A tal propósito, a acolhida fraterna reservada pelo Concílio aos Observadores das outras Igrejas e as palavras cordiais que o Patriarca Bartolomeu dirigiu a eles, nas sessões de abertura e encerramento, mostram bem que, para bem além dos debates terminológicos, já existe um reconhecimento vivido pela eclesialidade das outras comunidades cristãs, em particular da Igreja Católica e das Igrejas orientais.
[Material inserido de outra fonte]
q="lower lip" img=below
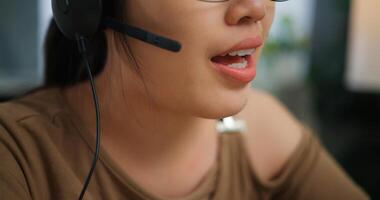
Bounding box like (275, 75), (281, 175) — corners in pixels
(210, 55), (256, 83)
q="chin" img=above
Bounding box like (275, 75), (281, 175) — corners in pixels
(194, 93), (249, 120)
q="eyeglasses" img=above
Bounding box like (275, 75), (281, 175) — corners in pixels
(198, 0), (288, 2)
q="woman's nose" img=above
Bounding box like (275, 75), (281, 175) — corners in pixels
(225, 0), (266, 25)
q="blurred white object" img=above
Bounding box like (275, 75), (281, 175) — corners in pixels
(216, 116), (247, 134)
(346, 0), (380, 92)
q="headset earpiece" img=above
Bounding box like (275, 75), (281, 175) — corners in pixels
(52, 0), (103, 40)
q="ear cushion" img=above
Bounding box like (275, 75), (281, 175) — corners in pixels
(52, 0), (103, 40)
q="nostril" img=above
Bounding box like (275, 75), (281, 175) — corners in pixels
(238, 16), (252, 24)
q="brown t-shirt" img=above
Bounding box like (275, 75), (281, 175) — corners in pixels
(0, 88), (369, 200)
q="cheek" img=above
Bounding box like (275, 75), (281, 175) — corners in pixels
(126, 45), (249, 118)
(123, 6), (219, 97)
(261, 3), (275, 38)
(126, 0), (196, 41)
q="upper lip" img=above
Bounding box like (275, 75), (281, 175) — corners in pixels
(212, 36), (264, 58)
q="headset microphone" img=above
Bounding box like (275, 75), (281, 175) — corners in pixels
(101, 17), (182, 52)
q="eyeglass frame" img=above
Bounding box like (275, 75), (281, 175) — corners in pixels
(198, 0), (288, 3)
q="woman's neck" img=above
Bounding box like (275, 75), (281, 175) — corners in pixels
(62, 80), (219, 198)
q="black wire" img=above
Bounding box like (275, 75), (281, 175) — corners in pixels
(75, 35), (101, 200)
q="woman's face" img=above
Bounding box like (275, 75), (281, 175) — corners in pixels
(108, 0), (276, 119)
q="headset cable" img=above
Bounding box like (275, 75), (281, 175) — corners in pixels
(75, 35), (101, 200)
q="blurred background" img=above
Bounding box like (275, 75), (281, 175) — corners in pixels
(0, 0), (379, 198)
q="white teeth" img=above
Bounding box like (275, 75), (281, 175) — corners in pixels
(227, 48), (255, 57)
(213, 48), (253, 69)
(227, 58), (248, 69)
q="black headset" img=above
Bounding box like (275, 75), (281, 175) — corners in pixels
(52, 0), (182, 52)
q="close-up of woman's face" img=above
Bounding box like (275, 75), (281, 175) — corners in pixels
(104, 0), (276, 119)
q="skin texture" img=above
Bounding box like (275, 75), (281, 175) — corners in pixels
(63, 0), (302, 198)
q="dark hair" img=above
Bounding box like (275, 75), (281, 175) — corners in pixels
(44, 0), (129, 87)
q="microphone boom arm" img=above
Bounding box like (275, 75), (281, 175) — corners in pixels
(101, 17), (182, 53)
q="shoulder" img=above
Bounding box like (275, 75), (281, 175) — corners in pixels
(0, 87), (62, 123)
(0, 88), (65, 200)
(0, 87), (68, 175)
(0, 88), (65, 155)
(235, 88), (303, 182)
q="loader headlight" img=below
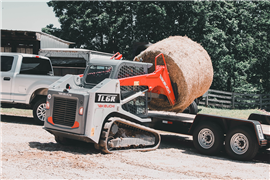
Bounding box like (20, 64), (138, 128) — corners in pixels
(79, 107), (84, 115)
(46, 101), (50, 110)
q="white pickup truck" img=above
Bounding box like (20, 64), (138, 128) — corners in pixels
(1, 52), (61, 124)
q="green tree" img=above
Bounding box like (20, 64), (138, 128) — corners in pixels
(43, 1), (136, 55)
(197, 1), (269, 93)
(44, 1), (210, 57)
(43, 1), (270, 94)
(243, 1), (270, 94)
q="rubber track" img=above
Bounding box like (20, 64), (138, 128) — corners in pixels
(99, 117), (161, 154)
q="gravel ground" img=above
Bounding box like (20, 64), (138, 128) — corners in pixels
(1, 114), (270, 179)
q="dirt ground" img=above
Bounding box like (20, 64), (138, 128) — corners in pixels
(1, 114), (269, 179)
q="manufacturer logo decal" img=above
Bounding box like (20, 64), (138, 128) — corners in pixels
(95, 93), (120, 103)
(58, 92), (72, 96)
(160, 75), (171, 94)
(98, 104), (115, 108)
(134, 81), (140, 86)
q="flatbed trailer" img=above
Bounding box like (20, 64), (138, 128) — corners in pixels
(147, 111), (270, 161)
(43, 52), (269, 161)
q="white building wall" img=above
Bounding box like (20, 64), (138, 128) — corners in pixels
(36, 33), (72, 49)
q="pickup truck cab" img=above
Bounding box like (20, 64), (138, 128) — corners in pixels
(1, 52), (61, 124)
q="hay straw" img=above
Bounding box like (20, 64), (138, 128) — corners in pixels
(134, 36), (213, 112)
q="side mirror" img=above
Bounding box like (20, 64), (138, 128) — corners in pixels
(47, 71), (54, 76)
(73, 75), (82, 86)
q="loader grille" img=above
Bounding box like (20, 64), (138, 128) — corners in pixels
(52, 97), (77, 127)
(120, 86), (148, 116)
(117, 65), (145, 79)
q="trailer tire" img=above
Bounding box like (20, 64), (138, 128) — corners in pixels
(33, 98), (46, 125)
(193, 122), (224, 155)
(225, 127), (259, 161)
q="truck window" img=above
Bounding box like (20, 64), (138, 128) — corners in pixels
(20, 57), (52, 75)
(85, 65), (112, 85)
(1, 56), (14, 72)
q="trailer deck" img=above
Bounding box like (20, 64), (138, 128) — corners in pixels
(261, 124), (270, 145)
(148, 111), (270, 142)
(262, 124), (270, 135)
(148, 111), (195, 135)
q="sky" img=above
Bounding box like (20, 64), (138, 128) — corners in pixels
(1, 0), (61, 32)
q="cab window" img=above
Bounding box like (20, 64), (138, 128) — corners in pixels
(1, 56), (14, 72)
(85, 65), (112, 85)
(20, 57), (52, 75)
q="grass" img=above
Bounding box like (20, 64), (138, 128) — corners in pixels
(0, 108), (33, 117)
(0, 106), (268, 120)
(198, 105), (265, 119)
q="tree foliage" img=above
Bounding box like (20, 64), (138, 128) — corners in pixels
(43, 1), (270, 94)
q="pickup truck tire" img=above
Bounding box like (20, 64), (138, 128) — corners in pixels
(33, 98), (46, 125)
(225, 127), (259, 161)
(193, 122), (224, 155)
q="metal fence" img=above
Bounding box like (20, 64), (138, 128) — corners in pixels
(199, 89), (270, 110)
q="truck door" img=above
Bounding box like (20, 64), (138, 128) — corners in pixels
(12, 56), (53, 102)
(0, 55), (15, 101)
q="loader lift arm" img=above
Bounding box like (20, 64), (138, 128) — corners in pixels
(119, 53), (176, 105)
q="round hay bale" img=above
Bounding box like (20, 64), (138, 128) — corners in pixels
(134, 36), (213, 113)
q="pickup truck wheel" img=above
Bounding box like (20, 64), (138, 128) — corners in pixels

Por fim, as nossas relações são também de ordem espiritual: rezemos uns pelos outros e imploremos ao Senhor que acelere o cumprimento de sua oração pela unidade. É precisamente isto que evoca uma passagem do documento do Santo e Grande Concílio, com o qual concluímos estas breves observações: "Nas suas relações com os outros cristãos  [a Igreja Ortodoxa] nãos e baseia somente em forças humanas daqueles que conduzem o diálogo, mas conta também e antes de tudo com a proteção do Espírito Santo e na graça do Senhor, que rezou 'para que todos sejamos um'" (João 17,21).